The VA shall ensure that the central whistle blower office:
is not an element of the Office of the General Counsel; is not headed by an official who reports to the General Counsel; does not provide, or receive from, the General Counsel any information regarding a whistle blower complaint except pursuant to an action regarding the complaint before an administrative body or court; and does not provide advice to the General Counsel. The VA shall carry out the following adverse actions against a supervisor who commits a prohibited personnel action relating to a whistle blower complaint:
for a first offense, an adverse action that is not less than a 14-day suspension and not more than removal; and for a second offense, removal. A supervisor subject to an adverse employment action shall have five days to respond to a notification of the proposed action, and if the supervisor's response is inadequate or untimely, the adverse action will take effect.
The criteria used to evaluate a supervisor's performance shall include whistle blower-related actions.
A supervisor who commits a prohibited personnel action shall not be paid any award or bonus for a one-year period, and any award or bonus paid during that period shall be recouped.
VA employees shall receive annual whistle blower complaint training.
(Sec. 5) The VA shall provide five annual performance level ratings for SES employees as follows:
outstanding, exceeds fully successful, fully successful, minimally satisfactory, and unsatisfactory. The number of employees who may receive outstanding or exceeds fully successful ratings in each year is limited.
At least once every five years the VA shall reassign each individual employed in an SES position to a position at a different location that does not include the supervision of the same personnel or programs. The VA may waive this requirement if it notifies Congress of the waiver and the reasons for it.

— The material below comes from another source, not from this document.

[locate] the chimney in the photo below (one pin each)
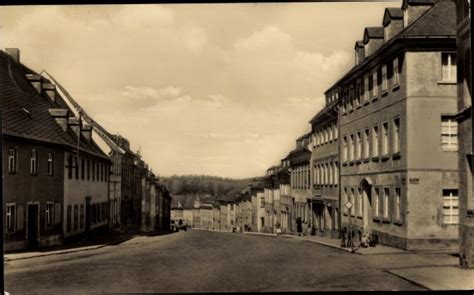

The VA shall enter into a contract with a nongovernmental entity to review the SES management training program.
(Sec. 6) The VA shall reduce the federal annuity of an individual removed from the SES who: (1) is convicted of a felony that influenced his or her performance while employed in that position, and (2) was afforded prior notice and an opportunity for a hearing conducted by another department or federal agency.
The VA may reduce the federal annuity of an individual convicted of such a felony and who was subject to removal or transfer from the SES, but who left the VA before final action was taken.
(Sec. 7) The VA may not place an employee on administrative leave or any other type of paid non-duty status for more than a total of 14 days during any 365-day period. The VA may waive this prohibition if it gives Congress a detailed explanation of the reasons the employee was placed on such leave or status and the reasons for extending that placement.
(Sec. 8) Congressional testimony by a VA employee in his or her official capacity shall be considered official duty, and the VA shall provide any such employee with travel expenses, including per diem in lieu of subsistence, during the period when the employee is so testifying.
(Sec. 9) The Veterans Access, Choice, and Accountability Act of 2014 is amended to reduce to $300 million the aggregate amount of awards and bonuses that may be paid by the VA in each of FY2015-FY2018.
(Sec. 10) The Government Accountability Office shall study the amount of time spent by VA employees carrying out labor organizing activities and the amount of VA space used for such activities.
(Sec. 11) The VA Inspector General shall submit to the VA and to Congress any report that recommends actions to address an issue with respect to public health or safety relating to misconduct by a VA employee.
Such a report shall include: (1) an explanation of any VA-recommended changes to the report during the period in which the Inspector General was preparing the report, and (2) the names of each responsible manager (which the Inspector General shall not make public).
The VA: (1) shall notify each responsible manager within seven days and provide such person with appropriate counseling and a mitigation plan to resolve the issue, and (2) may not pay any bonus or award to such manager if an issue is unresolved.